Я ощущала мучительную неловкость перед Генрихом Густавовичем, но он так благородно и высоко держал себя в отношении нас, что мне показалось возможным приехать к нему. Я не ошиблась. Я сказала ему, чтобы он смотрел на меня как на няньку детей и только, я буду помогать ему в быту, и он от этого только выиграет. Он хорошо владел собой и умел скрывать свои страдания. Меня поразили его такт и выдержка. Я сказала ему, что, по всей вероятности, моя жизнь будет такова: я буду жить с детьми одна и подыщу себе комнату. Мы дали друг другу слово обо всем происшедшем не разговаривать. Я находила утешение в детях, которым отдалась всей душой, и мне тогда казалось, что это хорошо и нравственно.

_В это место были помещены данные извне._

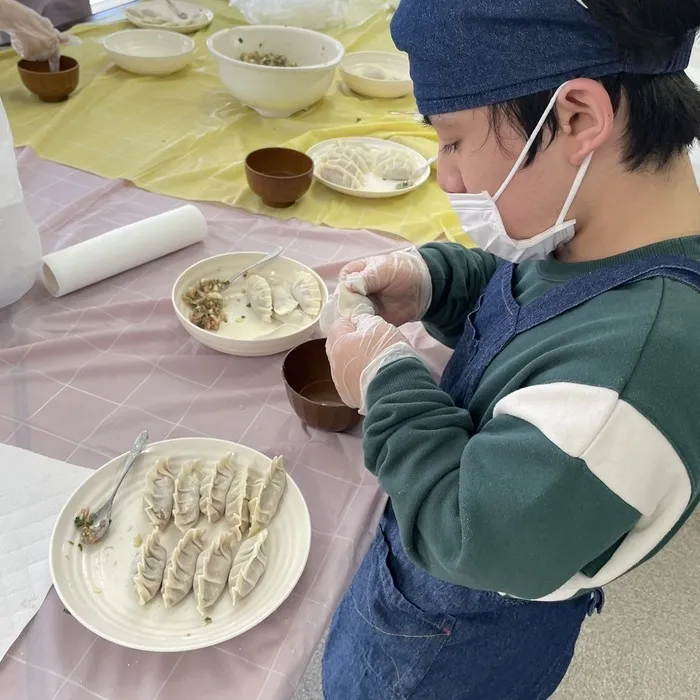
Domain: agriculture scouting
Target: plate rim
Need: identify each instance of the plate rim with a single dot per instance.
(183, 646)
(206, 20)
(369, 194)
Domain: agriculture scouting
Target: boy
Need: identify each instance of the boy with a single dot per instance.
(561, 448)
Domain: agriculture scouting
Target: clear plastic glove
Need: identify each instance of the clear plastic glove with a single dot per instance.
(399, 284)
(357, 349)
(33, 37)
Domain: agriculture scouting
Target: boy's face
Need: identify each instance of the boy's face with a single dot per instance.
(474, 159)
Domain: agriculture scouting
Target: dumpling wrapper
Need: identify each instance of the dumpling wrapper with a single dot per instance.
(179, 573)
(213, 568)
(159, 492)
(265, 496)
(187, 495)
(148, 567)
(248, 567)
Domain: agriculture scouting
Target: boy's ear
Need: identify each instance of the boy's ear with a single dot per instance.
(586, 116)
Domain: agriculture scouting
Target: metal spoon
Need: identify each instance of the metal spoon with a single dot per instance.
(270, 256)
(98, 522)
(173, 7)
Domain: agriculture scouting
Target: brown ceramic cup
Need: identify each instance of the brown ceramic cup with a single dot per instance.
(279, 176)
(310, 389)
(47, 86)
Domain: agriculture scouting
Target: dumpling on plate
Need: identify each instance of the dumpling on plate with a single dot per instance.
(248, 566)
(283, 301)
(213, 567)
(260, 297)
(158, 494)
(307, 291)
(179, 573)
(148, 567)
(215, 486)
(397, 166)
(187, 495)
(237, 513)
(265, 495)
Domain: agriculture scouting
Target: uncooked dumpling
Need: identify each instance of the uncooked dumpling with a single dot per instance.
(215, 487)
(213, 567)
(397, 166)
(179, 573)
(265, 495)
(148, 567)
(248, 566)
(260, 297)
(187, 494)
(158, 494)
(307, 291)
(283, 301)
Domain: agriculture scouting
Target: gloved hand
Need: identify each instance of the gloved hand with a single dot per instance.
(357, 349)
(399, 284)
(33, 37)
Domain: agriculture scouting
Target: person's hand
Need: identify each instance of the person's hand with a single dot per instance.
(33, 37)
(357, 348)
(399, 284)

Но через неделю стали появляться люди. Первым пришел Александр Леонидович с женой[31]. Они говорили, что Борис Леонидович просит меня вернуться, все равно он никогда не будет больше жить с Евгенией Владимировной (он по моей просьбе вернулся к ней, но через три дня не выдержал и ушел). Я умоляла не тревожить меня, мне казалось, что все со временем уляжется и я смогу побороть себя. <…>
Меня удивил тогда его брат. Он мне посоветовал опять уехать куда-нибудь, чтобы быть подальше от Генриха Густавовича и Бориса Леонидовича, пока я не разберусь в себе. Но мне не нужно было разбираться. Я уже решила пожертвовать своим чувством к Борису Леонидовичу, так как семья и дети оказались сильнее самой большой любви. Они ушли ни с чем.

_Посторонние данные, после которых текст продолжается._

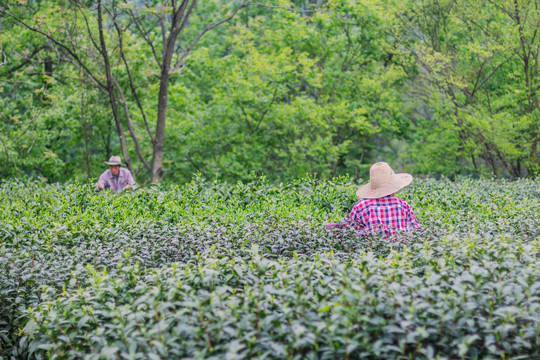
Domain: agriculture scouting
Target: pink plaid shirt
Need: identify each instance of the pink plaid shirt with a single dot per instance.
(389, 214)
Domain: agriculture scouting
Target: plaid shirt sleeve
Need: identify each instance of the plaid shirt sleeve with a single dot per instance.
(388, 214)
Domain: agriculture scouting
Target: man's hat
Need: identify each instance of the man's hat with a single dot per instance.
(114, 160)
(383, 181)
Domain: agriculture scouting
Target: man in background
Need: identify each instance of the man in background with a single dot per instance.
(116, 178)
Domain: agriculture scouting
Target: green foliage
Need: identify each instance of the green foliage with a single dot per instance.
(248, 270)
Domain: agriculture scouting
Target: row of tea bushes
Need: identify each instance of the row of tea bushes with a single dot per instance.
(49, 234)
(477, 302)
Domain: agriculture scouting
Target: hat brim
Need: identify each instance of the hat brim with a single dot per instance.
(112, 163)
(396, 183)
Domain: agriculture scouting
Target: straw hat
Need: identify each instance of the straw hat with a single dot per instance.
(114, 160)
(383, 181)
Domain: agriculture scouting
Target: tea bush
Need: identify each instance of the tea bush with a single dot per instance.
(248, 270)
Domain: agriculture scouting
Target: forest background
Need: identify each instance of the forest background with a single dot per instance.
(282, 88)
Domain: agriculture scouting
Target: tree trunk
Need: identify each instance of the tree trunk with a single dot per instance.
(110, 90)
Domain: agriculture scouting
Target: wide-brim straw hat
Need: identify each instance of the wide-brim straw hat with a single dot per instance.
(383, 181)
(114, 160)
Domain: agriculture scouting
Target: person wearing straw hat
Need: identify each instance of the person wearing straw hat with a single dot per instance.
(116, 178)
(378, 209)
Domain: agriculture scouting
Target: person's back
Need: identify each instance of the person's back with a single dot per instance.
(115, 178)
(378, 209)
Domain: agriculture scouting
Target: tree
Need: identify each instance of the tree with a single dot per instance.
(105, 25)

Через два дня пришел брат Ирины Николаевны – Николай Николаевич Вильям-Вильмонт. Он не хотел беседовать со мной наедине, позвал Генриха Густавовича и разговаривал с нами обоими. Он говорил, что Пастернак его любимый поэт и он не позволит так его мучить, Борис Леонидович ходит сам не свой, говорит, что жить без меня не может, и нужно придумать какую-нибудь форму мыслимого существования. Вильмонт тоже любил Генриха Густавовича и был покорен его великодушием. Он просил принять Пастернака. Генрих Густавович сначала запротестовал, говорил, что он тоже человек и в такой раскаленной атмосфере не ручается за свои действия. Я молчала, так как Николай Николаевич, едва войдя, сказал, что такой жестокой женщины он не видал. Я объяснила эти слова непрозорливостью.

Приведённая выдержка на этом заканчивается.